Algérie : L’art de faire du neuf avec du vieux

À y regarder de plus près, on s’aperçoit que les cinq candidats retenus pour l’élection présidentielle du 12 décembre imposée par le régime, incarnent la continuité, alors que le mouvement de contestation qui secoue le pays depuis plus de 10 mois, exige un changement radical du système.

Aucun des candidats retenus pour la course à la présidentielle algérienne programmée pour le 12 décembre 2019, n’incarne le changement tel qu’exigé par les manifestants. Pour le 41ème vendredi consécutif (29 novembre 2019), ils ont été nombreux à réitérer leurs revendications qui se résument au changement radical du régime, outre le départ de ses symboles restants et à leur tête, le chef d’état-major de l’armée Ahmed Gaïd Salah.

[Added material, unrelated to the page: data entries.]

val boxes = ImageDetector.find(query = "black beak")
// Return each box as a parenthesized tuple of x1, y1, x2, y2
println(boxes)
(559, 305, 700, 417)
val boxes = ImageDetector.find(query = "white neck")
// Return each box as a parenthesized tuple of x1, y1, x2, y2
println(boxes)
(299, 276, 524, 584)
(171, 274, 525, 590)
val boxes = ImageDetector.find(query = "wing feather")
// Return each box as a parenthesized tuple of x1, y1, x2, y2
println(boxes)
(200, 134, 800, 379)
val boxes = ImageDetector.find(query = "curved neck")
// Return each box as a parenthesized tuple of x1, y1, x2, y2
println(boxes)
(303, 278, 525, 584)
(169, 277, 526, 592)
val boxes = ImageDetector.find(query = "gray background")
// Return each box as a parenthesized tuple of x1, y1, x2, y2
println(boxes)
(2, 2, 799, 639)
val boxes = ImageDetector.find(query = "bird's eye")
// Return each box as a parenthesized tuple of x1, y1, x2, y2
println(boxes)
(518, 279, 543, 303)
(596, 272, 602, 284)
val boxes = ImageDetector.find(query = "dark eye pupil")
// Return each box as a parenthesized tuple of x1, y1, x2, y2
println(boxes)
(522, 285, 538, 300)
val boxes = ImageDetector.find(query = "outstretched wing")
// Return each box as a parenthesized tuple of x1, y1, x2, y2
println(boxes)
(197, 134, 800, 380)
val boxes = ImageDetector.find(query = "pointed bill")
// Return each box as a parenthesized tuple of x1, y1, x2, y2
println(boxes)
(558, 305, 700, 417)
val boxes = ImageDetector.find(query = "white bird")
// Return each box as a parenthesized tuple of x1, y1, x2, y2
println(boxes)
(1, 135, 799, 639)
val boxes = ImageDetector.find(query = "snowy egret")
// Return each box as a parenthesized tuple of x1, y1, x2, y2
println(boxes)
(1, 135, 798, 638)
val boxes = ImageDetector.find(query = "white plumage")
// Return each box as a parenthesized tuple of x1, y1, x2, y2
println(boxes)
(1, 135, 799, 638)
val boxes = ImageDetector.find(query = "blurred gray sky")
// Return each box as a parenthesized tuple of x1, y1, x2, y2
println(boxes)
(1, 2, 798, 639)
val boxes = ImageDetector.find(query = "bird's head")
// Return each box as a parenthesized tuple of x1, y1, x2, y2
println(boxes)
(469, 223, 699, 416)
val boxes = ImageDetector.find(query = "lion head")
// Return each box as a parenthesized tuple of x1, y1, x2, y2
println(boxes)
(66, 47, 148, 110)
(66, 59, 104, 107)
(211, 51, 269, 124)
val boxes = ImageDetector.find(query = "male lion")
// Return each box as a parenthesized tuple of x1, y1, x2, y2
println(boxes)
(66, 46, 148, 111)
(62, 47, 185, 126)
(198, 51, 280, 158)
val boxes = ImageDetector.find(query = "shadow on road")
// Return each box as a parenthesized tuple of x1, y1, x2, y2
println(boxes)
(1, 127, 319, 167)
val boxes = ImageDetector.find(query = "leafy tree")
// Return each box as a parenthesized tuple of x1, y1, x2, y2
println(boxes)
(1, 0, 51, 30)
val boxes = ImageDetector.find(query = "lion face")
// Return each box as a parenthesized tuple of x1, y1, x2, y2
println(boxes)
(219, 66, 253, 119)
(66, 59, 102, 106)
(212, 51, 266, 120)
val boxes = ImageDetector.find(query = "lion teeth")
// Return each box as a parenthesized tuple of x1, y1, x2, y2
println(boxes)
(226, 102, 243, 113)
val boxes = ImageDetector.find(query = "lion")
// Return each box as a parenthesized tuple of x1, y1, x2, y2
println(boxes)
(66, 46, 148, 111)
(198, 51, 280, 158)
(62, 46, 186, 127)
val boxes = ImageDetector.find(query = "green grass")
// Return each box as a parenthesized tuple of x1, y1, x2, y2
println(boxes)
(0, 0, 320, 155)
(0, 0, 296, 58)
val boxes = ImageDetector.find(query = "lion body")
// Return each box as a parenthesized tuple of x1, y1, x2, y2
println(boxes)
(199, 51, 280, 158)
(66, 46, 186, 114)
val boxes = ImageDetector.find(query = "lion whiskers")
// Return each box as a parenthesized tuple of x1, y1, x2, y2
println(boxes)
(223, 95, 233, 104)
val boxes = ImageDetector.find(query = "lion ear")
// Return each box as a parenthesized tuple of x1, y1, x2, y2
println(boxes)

Toutefois, les profils des candidats retenus pour le scrutin présidentiel en Algérie, confirment de manière flagrante, que la rupture entre le peuple algérien et ses dirigeants est définitive. Tous ont été à un moment où un autre, liés au cercle présidentiel.

Changement! Vous avez dit changement?

Le plus connu d’entre eux est Ali Benflis. Agé de 75 ans, ce magistrat de formation s’est déjà présenté à deux reprises contre Abdelaziz Bouteflika en 2003 puis en 2014, arrivant à chaque fois en deuxième position. Benflis a beau marteler qu’il incarne l’opposition, cela ne convainc pas les manifestants. En 2014, lors de la précédente campagne présidentielle algérienne, il déclarait pourtant: «J’incarne une autre forme de protestation contre un système corrompu et vieillissant». Ces mots sonnent comme ceux que l’on entend dans les grandes villes algériennes, depuis le début des manifestations contre le régime en février 2019. Les  manifestants ne sont pas prêts d’oublier qu’Ali Benflis a été premier ministre de 2000 à 2003 sous Abdelaziz Bouteflika et qu’il a lui-même dirigé sa campagne électorale. Cette année-là, Bouteflika avait entamé son premier mandat sur les cendres d’une Algérie meurtrie par une décennie de guerre civile (décennie noire) qui a fait plus d’un million de morts.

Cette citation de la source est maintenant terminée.